The recent arrest of an "Islamic State of Iraq and Syria" (ISIS) operative shows that Lebanon's security forces are on full alert to thwart any terrorist threat, despite the military's preoccupation in the aftermath of the Beirut port explosion, security experts say.
Lebanon's Internal Security Forces Directorate (ISF) announced on August 26th that its intelligence division arrested a Syrian member of ISIS.
The ISIS element provided noteworthy information about plans to target army and security personnel with an "inghimasi" [suicide] operation in the Gemmayzeh area shortly after the Beirut port explosion, the statement said.
As a result of close monitoring, the division was able to identify the suspect, referred to as H.A., who was born in 2000.
The intelligence division's special forces unit arrested H.A. on August 18th, the ISF said, adding that he confessed to entering Lebanon covertly and interacting with ISIS supporters on social media.
He confessed that he "wanted to return to Syria to join ISIS groups there, but when that failed because he lacked identity documents, he decided instead to remain in Lebanon and carry out terrorist attacks there", the ISF said.
The suspect "communicated with a person in Mosul and another in Syria and obtained from them Sharia fatwas to carry out an inghimasi attack against Lebanese army and ISF personnel in the Gemmayzeh area specifically, since he moved to the area one day after the explosion occurred and got paid work to remove rubble and shattered glass".
Security forces pledge to combat terrorism
"The army's preoccupation with the Beirut port blast does not distract us from performing our basic tasks: primarily tracking terrorist activity and locations, which is co-ordinated with intelligence forces," a military source at the Lebanese Army Command who requested anonymity told Al-Mashareq.
The ISF's recent arrest of an ISIS member confirms the forces' readiness to maintain security in Lebanon, "even amid complicated circumstances", said Lebanese security expert retired Brig.

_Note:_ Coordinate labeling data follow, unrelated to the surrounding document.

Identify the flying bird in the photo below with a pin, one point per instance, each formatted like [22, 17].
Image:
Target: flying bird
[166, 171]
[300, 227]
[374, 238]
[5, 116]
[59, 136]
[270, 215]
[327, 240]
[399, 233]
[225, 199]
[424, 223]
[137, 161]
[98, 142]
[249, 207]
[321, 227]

Gen. Naji Malaeb.
Intelligence, information and investigative units operate in a co-ordinated fashion to eradicate local and cross-border terrorism, he told Al-Mashareq.
The site of the Beirut explosion and its surrounding areas are still under heightened security measures to prevent potential security breaches or terrorist attacks, Malaeb said.
"There is no doubt that Lebanon is, after the Beirut explosion, [...] a fertile ground for the return of ISIS," he said. However, Lebanese security services possess "state of the art communication techniques, including means for detecting terrorist sleeper cells".
The ISIS element was detained due to the declared state of emergency and tight security surveillance in the area, journalist and political analyst George Chaheen told Al-Mashareq.
His cell phone revealed that he had exchanged WhatsApp messages with individuals in Mosul (Iraq) and Idlib (Syria), he said.
The element had communicated with individuals whom he claimed he did not know, seeking a fatwa for his planned attack. He also confessed that "one of his helpers entered a Palestinian refugee camp to find a hand grenade and explosives", Chaheen said.
The return of terrorist activity was discussed at the Supreme Defence Council's August 25th meeting. The issue was raised as part of the agenda focused on the criminal activity in Kaftoun that claimed three young people's lives, he said.
The participants of the meeting reached "an understanding... to strengthen the co-operation between all security agencies to tighten security measures in all terrorism-infected areas", Chaheen said.
Three men were killed in a shooting in the village of Kaftoun in northern Lebanon August 21st. The gunfire came from a car which the men had stopped as it passed through the village, the National News Agency said.
The vehicle was later found abandoned, containing a gun with a silencer, a small explosive device and electrical wire.